Aku tidak mau mengakuinya, tetapi sebagian alasan mengapa aku memutuskan untuk pergi adalah karena aku merasa kesepian. Aku lelah menghabiskan akhir pekan sendirian, dan aku hanya ingin seseorang untuk diajak bicara.
Ini menyedihkan, aku tahu.
Sekarang giliranku untuk bertanya.
"Aku tidak begitu mengerti, tetapi izinkan aku bertanya kepadamu, mengapa kamu bekerja di Soapland? Menurut informasi yang kamu berikan kepada perusahaan, kamu baru berusia enam belas tahun. Bahkan mempekerjakanmu adalah ilegal."
Ayumi menundukkan kepalanya. Poninya menyembunyikan ekspresinya.
"Aku berbohong tentang usiaku, itu saja."
“Kenapa kamu tidak bekerja paruh waktu biasa di toko serba ada? Kamu masih sekolah, kan? Aku belum pernah mendengar ada siswa sekolah menengah yang bekerja paruh waktu di Soapland.”
Ayumi tampak kesulitan mencari jawaban. Dia sudah berhenti makan. Sepertinya dia menyusut di kursinya. Dia berbicara dengan suara kecil.

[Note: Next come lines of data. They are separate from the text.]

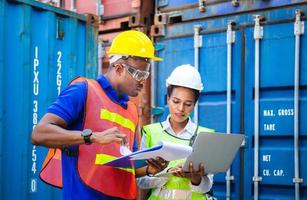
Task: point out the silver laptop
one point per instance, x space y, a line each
215 150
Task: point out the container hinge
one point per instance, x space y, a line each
244 142
257 178
258 29
202 5
229 178
231 36
298 25
198 39
235 3
298 180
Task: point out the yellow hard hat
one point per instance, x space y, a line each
133 43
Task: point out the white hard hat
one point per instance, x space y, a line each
185 76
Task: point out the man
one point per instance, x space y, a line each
89 121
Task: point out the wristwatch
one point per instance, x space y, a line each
86 133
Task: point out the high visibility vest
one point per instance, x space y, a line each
101 114
176 187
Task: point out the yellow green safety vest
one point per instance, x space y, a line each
176 188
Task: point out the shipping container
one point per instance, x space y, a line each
143 100
42 48
254 68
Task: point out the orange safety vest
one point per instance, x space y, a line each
101 114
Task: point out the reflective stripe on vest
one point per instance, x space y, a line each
176 188
104 158
114 117
162 193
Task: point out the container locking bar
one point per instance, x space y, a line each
202 5
230 39
298 31
197 45
258 35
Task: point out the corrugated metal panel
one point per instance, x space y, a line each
118 8
42 49
142 101
276 153
191 10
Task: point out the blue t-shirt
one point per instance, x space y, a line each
70 106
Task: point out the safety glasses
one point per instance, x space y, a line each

"Tentu saja aku masih sekolah. Aku hanya bekerja di tempat itu pada akhir pekan. Dan... Aku tahu itu tidak normal. Aku berpikir untuk bekerja paruh waktu yang normal, tapi itu tidak cukup.. ."
"Tunggu, jadi sekarang kamu bekerja di perusahaanku lima hari seminggu dan Soapland di akhir pekan?"

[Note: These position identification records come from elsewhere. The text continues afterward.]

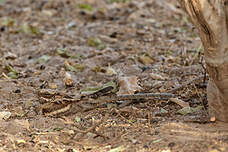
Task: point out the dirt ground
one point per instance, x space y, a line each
52 50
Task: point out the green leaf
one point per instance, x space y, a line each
2 2
12 75
43 59
96 42
85 7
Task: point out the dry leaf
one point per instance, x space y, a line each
179 102
68 81
128 85
156 76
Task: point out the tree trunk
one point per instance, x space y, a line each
211 19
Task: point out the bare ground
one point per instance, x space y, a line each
149 39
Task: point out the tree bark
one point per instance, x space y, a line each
211 19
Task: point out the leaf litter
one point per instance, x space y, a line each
94 54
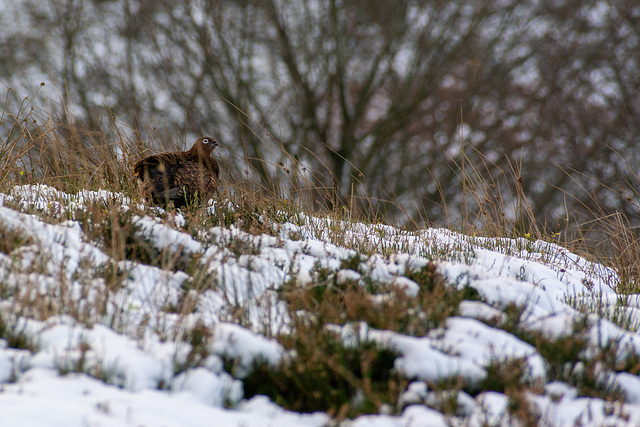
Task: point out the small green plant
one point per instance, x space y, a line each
324 374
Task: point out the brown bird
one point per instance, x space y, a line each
180 177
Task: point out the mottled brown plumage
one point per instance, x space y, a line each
180 177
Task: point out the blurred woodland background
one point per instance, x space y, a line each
418 111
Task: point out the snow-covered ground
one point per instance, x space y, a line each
117 366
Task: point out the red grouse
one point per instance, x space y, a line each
182 178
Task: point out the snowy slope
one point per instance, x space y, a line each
118 365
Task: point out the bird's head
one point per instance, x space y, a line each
205 145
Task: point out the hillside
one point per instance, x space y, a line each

“T-Tidak. Aku sedang istirahat dari Soapland sekarang karena bayaran magang ini cukup. Setelah magang berakhir, aku harus kembali ke Soapland.”

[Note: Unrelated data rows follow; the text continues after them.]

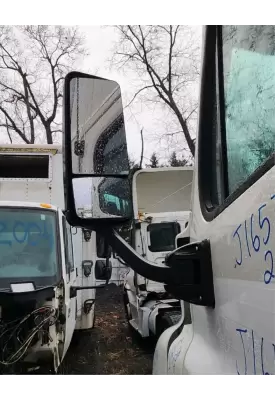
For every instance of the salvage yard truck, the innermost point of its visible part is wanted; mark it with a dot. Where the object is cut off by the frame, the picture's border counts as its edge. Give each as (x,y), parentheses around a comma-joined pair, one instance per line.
(161,205)
(47,269)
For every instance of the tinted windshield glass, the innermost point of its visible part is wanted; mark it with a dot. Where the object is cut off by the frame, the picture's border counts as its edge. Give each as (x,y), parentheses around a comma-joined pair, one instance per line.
(28,246)
(163,235)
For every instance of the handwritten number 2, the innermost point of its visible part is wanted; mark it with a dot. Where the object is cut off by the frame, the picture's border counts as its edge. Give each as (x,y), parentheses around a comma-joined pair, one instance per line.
(262,222)
(255,240)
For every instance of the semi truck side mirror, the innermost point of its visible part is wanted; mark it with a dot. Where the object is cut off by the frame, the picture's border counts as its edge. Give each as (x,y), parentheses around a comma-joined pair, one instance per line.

Bocah ini bekerja lebih keras daripada kebanyakan orang dewasa.
"Kenapa kamu bekerja begitu keras? Berapa banyak uang yang kamu butuhkan? Kenapa kamu begitu putus asa? Kamu mungkin tidak diterima di alamat yang kamu cantumkan, tetapi walimu memiliki kewajiban hukum untuk melindungimu. Apakah kamu hanya ingin membeli lebih banyak tas tangan dan make-up?”
Saat aku mengatakan itu, Ayumi tiba-tiba mendongak.
"Tidak seperti itu!" Kemudian dia menoleh lagi. "Aku hanya butuh uang... atau aku tidak akan punya tempat untuk kembali."
Dia sepertinya tidak mau memberitahuku alasannya. Kurasa dia belum merasa nyaman memberi tahuku sesuatu yang begitu pribadi.
Rasa marah dan sedih bercampur aduk di dadaku.
Aku membanting tinjuku ke meja.
"Kamu butuh uang, jadi kamu mulai menjual tubuhmu seperti itu?! Apa kamu idiot?!"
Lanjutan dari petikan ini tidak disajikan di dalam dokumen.